Société
Un serrurier confesse qu’à 64 ans il n’aura plus la force d’arnaquer les clients
Si la réforme des retraites est loin de faire l’unanimité, certains métiers sont plus touchés que d’autres. C’est le cas des serruriers. L’un d’entre eux a accepté de nous parler et confie ses doutes quant à sa capacité de continuer à arnaquer ses clients à 64 ans.
« Est-ce que j’aurai encore envie de faire pleurer les étudiants en leur annonçant le prix de la prestation ? Et de toute façon, si je le fais, est-ce que j’éprouverai le même plaisir ? » s’interroge Alain, 52 ans, serrurier depuis trois décennies. Au-delà de la lassitude, c’est aussi la baisse de la créativité qui l’inquiète : « Vous croyez que c’est facile d’avoir de l’inspiration tous les jours et de justifier en termes compliqués le changement d’une serrure qu’on pourrait ouvrir avec un seul tour de passe ? » Puis d’ajouter : « Qui me dit que je serai pas pris d’un peu de pitié au moment d’arnaquer les personnes âgées avec qui j’aurai de moins en moins d’écart ? On n’est pas à l’abri. »

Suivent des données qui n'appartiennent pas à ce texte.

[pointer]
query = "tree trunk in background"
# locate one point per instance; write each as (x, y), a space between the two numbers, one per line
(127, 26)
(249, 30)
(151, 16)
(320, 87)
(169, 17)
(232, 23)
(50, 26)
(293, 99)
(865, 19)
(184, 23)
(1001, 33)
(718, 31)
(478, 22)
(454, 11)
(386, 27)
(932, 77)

Remise en question profonde
Pour Alain, le questionnement n’est pas seulement comptable, il est également métaphysique « Le travail, ce n’est pas qu’une question d’argent, il faut aussi qu’il y ait de la passion et du sens. Si je ne peux plus escroquer les clients, mon métier n’en a plus aucun. »
Les serruriers ne seraient pas les seuls à éprouver cette crainte. Selon un sondage, 78% des garagistes ont peur de ne plus être assez créatifs à 64 ans pour inventer des noms de pièces à changer.